Globe Road & Devonshire Street was a railway station on the Great Eastern Main Line, 1 mi 54 chain down the line from Liverpool Street. It was opened by the Great Eastern Railway on 1 July 1884 when the company quadrupled the double-track main line section, and it was situated close to the site of the former Devonshire Street terminus, which had closed in 1840.

The station had two platforms which were served by the newly constructed line. The platforms were situated on a railway viaduct and the booking office was at street-level at the London-end in Globe Road. Passengers' comfort was provided in first and second-class waiting rooms, first and second-class ladies waiting rooms, a drinking fountain, and toilets. There was also a second booking office in Devonshire Street.

There were two signal boxes sited near the station, at Globe Street Junction and Devonshire Street, when it opened, although the former box closed in 1894 with the Devonshire Street box taking over its duties.

Competition from Stepney Green station on the Underground District line and wartime constraints (notably staff shortages) led to the closure of Globe Road & Devonshire Street station on 22 May 1916 and it never re-opened. At that time, many inner London stations were closed, including two nearby, Bishopsgate and ; there are now no intermediate stations between Liverpool Street and Stratford.

The station was demolished in May 1938. Nothing remains of it today. Devonshire Street after which the station was named was later incorporated into the northern part of Bancroft Road.

==Goods yards==

There were a number of sidings opened by the Eastern Counties Railway in 1850 used for goods traffic. There was a short spur line off here that ran parallel with the adjacent Regent's Canal and allowed coal to be dropped directly in barges. These sidings lasted until the 1980s being used for sand traffic (and known at this point as Mile End Sidings). They were still in situ in 2013 although no regular traffic has used the yard for some years.

There was also a goods yard adjacent to Globe Road & Devonshire Street station at ground level (the station being on a viaduct at this point) which was built in 1880.
Accessed by a steep ramp from the main line the yard was initially worked by horses but c1876 GER Class 209 0-4-0ST locomotives worked the yard. Subsequently these were replaced by small GER Class B74 (LNE classification Y4) 0-4-0T locomotives in 1914. There was also a coal yard south of the railway linked to the goods yard with a line through the viaducts carrying the main line.

Although heavily bombed in World War II (staff reputedly had to jump in the adjacent canal to avoid fire on one occasion), the yard remained operational until 1967. Traffic known to have been handled in the yard included coal, fruit and apparently it was the only London goods depot to accept fish for manure purposes.

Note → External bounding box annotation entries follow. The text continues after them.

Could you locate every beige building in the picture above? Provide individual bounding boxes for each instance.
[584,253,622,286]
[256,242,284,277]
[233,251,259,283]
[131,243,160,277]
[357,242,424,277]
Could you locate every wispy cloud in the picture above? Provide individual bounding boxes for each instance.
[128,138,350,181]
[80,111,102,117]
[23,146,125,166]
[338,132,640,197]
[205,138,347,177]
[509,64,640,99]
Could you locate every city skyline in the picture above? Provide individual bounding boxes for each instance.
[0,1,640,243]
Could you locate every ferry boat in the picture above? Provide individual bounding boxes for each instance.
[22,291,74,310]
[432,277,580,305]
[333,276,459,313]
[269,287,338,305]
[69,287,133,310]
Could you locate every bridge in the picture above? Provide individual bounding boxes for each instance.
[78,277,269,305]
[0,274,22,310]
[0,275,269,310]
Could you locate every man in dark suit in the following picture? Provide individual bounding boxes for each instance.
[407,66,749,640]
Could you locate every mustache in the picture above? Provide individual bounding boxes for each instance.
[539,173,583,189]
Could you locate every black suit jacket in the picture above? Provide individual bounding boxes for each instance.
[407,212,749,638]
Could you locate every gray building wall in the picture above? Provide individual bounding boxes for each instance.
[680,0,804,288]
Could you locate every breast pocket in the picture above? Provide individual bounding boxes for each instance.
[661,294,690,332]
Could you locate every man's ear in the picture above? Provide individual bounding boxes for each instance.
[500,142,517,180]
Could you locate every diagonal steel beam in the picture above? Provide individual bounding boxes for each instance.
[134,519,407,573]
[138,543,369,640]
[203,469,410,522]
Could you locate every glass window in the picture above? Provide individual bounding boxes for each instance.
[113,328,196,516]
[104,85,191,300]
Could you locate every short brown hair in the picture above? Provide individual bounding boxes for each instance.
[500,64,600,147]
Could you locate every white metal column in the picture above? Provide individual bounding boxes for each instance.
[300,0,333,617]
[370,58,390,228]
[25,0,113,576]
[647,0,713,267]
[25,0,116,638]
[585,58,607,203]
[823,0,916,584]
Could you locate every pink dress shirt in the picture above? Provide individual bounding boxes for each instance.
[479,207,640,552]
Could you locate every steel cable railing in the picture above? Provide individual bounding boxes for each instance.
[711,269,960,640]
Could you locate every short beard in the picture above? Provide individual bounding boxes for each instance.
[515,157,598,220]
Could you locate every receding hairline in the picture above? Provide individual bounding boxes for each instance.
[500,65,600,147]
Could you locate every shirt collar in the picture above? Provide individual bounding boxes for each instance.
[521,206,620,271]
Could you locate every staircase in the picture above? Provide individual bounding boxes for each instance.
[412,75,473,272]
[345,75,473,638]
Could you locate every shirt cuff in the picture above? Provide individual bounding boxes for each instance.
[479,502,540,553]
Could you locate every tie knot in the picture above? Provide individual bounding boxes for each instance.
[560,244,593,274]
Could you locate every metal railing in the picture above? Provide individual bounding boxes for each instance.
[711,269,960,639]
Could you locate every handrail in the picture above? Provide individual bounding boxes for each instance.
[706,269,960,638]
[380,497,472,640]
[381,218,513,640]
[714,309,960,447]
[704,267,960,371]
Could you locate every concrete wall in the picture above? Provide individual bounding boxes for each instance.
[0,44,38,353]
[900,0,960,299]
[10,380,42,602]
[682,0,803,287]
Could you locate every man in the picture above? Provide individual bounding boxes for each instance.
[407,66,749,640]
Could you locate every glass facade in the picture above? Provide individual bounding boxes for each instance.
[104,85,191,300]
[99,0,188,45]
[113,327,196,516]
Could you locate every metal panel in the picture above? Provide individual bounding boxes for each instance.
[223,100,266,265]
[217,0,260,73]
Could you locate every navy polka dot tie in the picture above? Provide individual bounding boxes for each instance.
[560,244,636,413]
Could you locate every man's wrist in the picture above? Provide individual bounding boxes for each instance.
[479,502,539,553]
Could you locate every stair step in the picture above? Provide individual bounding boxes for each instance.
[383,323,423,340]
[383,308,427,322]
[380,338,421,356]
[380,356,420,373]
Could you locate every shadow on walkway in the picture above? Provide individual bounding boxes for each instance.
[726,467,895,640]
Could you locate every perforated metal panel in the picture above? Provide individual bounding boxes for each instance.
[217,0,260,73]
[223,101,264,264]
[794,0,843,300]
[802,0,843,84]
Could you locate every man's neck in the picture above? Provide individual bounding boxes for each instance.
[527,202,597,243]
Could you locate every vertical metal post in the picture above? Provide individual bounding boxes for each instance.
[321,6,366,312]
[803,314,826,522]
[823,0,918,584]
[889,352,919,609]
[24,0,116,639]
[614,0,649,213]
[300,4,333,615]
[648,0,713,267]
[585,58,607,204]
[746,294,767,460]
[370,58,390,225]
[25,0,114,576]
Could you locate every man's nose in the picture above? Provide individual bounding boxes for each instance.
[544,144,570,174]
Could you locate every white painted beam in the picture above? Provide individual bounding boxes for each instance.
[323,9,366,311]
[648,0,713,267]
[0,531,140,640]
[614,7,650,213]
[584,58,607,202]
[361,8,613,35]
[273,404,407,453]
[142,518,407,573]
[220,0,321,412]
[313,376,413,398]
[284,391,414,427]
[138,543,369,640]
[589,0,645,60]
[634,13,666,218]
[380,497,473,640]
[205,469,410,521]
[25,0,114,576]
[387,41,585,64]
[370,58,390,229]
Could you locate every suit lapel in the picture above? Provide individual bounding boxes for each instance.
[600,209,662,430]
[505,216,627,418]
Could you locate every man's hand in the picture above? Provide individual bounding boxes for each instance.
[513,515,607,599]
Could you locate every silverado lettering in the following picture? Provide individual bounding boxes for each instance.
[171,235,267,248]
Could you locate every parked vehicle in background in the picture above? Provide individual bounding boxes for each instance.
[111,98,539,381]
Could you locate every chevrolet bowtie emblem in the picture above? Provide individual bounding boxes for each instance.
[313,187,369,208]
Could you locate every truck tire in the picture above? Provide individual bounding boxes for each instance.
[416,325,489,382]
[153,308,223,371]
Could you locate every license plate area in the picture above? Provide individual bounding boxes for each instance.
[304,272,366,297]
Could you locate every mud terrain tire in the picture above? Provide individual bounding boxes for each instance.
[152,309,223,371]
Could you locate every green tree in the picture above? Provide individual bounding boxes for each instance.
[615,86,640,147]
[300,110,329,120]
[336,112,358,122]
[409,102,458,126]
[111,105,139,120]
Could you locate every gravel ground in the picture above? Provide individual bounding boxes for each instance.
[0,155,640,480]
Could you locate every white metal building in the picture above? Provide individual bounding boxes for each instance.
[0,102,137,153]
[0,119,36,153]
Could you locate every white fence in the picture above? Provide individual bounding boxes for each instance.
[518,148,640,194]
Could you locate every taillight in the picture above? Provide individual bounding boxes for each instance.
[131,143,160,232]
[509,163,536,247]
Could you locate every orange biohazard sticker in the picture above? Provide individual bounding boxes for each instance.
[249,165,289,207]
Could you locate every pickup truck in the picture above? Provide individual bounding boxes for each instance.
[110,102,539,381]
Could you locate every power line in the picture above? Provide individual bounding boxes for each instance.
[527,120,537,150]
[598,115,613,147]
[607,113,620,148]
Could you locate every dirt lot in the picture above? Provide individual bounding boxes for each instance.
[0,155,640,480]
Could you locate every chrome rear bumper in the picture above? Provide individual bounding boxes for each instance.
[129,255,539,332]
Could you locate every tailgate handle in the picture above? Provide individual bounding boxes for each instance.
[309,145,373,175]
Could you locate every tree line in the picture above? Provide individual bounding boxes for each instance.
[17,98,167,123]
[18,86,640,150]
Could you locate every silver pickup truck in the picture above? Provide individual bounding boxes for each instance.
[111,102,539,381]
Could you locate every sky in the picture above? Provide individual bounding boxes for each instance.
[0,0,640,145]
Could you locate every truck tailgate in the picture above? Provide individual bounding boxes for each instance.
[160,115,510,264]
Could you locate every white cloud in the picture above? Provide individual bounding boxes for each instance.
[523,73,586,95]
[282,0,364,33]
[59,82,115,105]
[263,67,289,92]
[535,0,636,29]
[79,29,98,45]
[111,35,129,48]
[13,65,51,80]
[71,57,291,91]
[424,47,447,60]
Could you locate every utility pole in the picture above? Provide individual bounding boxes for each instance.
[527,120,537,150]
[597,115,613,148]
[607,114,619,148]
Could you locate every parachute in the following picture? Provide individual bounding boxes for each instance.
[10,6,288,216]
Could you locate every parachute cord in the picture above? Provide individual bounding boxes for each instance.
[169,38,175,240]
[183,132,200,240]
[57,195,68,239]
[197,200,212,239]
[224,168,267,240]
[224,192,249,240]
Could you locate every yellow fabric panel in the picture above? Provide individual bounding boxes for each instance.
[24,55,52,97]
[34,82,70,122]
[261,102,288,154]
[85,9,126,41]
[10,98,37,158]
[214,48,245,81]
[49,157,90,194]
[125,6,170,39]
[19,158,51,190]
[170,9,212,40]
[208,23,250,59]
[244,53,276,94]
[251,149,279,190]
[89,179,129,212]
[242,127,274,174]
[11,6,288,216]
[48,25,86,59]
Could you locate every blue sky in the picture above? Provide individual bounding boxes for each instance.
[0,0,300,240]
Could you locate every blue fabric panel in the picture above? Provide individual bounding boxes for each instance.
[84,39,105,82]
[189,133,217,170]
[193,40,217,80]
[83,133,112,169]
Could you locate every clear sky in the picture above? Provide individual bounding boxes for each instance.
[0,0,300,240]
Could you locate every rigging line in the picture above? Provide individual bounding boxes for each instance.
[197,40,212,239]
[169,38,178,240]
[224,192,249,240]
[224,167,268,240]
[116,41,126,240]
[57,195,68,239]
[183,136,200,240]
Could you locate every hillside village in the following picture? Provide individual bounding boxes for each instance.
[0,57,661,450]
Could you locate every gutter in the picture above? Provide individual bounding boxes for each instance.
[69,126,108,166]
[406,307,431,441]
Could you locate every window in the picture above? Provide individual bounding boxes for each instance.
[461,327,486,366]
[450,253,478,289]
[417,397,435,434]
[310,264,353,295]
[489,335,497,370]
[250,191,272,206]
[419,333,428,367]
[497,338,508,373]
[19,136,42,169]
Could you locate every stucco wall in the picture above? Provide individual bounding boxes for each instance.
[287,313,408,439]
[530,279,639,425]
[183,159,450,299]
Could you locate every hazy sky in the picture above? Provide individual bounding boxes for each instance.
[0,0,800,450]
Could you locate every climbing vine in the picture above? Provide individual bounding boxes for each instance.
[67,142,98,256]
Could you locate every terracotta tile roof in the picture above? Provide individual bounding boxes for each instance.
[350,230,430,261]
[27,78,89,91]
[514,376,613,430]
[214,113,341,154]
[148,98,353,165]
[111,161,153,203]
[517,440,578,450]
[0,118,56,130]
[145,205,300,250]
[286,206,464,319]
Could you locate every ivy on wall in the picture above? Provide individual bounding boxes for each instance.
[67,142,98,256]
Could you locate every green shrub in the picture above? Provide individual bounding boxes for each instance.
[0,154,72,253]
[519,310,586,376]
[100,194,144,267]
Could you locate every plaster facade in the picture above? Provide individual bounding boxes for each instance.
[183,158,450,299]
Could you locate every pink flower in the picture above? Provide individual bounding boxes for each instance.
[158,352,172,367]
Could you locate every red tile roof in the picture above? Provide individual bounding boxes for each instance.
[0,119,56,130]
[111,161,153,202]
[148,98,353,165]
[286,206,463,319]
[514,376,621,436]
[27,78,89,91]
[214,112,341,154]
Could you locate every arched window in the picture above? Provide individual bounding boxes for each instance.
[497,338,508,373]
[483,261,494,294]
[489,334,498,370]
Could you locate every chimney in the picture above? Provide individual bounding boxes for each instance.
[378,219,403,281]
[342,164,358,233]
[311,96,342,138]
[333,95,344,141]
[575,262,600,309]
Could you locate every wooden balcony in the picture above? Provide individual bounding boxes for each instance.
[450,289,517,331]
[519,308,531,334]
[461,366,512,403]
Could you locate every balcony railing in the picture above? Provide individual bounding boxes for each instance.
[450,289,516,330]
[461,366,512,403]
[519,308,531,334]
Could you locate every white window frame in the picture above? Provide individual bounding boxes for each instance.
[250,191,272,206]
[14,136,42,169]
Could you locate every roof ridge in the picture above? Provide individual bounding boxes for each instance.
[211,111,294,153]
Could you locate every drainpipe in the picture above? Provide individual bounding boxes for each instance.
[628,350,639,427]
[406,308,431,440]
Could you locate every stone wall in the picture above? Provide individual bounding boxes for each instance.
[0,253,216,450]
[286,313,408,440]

In 1956 the steam shunting locomotives were replaced by Ruston & Hornsby diesels but these proved unpopular. In January 1960 the Rustons were replaced by a Brush built demonstrator shunter carrying the number 100. The locomotive proved popular at Devonshire Street and in September 1960 it was classified as British Rail Class D2/11, renumbered D2999 and remained there until 15 October 1967.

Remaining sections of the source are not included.